Dit is een fantastische zoete gevulde taart voor tijdens de zomer. De combinatie van aardbeien en rabarber met kaneel en nootmuskaat maakt deze taart overheerlijk. Wat deze taart ook zo speciaal maakt is de smakelijke kruimelkorst (die trouwens erg makkelijk te maken is). Eerst was de korst bij mij nogal dun toen ik deze uitrolde met de deegroller, maar dat was niet erg, omdat ik de korst gemakkelijk in de bakvorm kon aandrukken. Iedereen kan het!
Mix 125 gr bloem en het zout in een kom door elkaar. Voeg 75 gr koude boterblokjes toe aan de bloem en kneed (met de hand of deegkneder) totdat er grove kruimels ontstaan. Voeg water toe (1 eetlepel per keer), tot de massa bij elkaar blijft.
Vorm het deeg tot een bal en bestuif het aanrecht met bloem. Rol het deeg uit tot een cirkelvormige lap met een doorsnede van ongeveer 30 cm. Het deeg is nu vrij dun. Vouw het deeg voorzichtig in vieren en leg het in de taartvorm. Vouw het deeg uit en bedek zo de bodem en de rand van de taartvorm. Laat de korst ongeveer 1 cm over de rand hangen en snij de rest weg. Knijp rondom de rand het deeg in om een mooie deegrand te maken. Zet de korst in de koelkast tijdens het maken van de vulling.

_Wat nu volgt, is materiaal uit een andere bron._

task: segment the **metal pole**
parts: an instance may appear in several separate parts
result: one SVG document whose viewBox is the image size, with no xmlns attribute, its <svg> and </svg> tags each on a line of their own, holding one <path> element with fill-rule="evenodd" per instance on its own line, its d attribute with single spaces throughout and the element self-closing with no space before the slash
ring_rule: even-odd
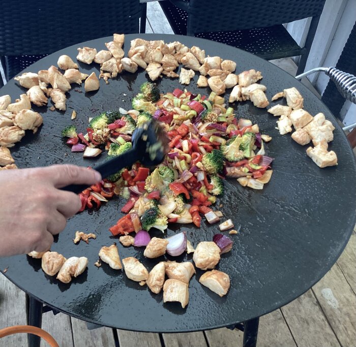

Meng 250 gr suiker, 40 gr bloem, kaneel en nootmuskaat in een grote kom door elkaar. Voeg, al roerende, de rabarber en aardbeien toe. Giet het mengsel over de taartbodem. Bestrooi de taart met pecannoten.
Meng 125 gr bloem en 135 gr suiker in een kom door elkaar, en maak wederom een grof kruimelmengsel door koude boterblokjes toe te voegen en het mengsel met een deegkneder of met de hand te bewerken. Bestrooi het kruimeldeeg gelijkmatig over de taartvulling en bedek de rand van de taart met stroken aluminiumfolie tegen het aanbranden.
Bak in de voorverwarmde oven tot de kruimels goudbruin zijn en de vulling aan de rand van de taart bubbelt van de hitte, 50 tot 60 minuten. Verwijder de folie tijdens de laatste 10 minuten van het bakken, zodat de taartrand ook mooi bruin wordt.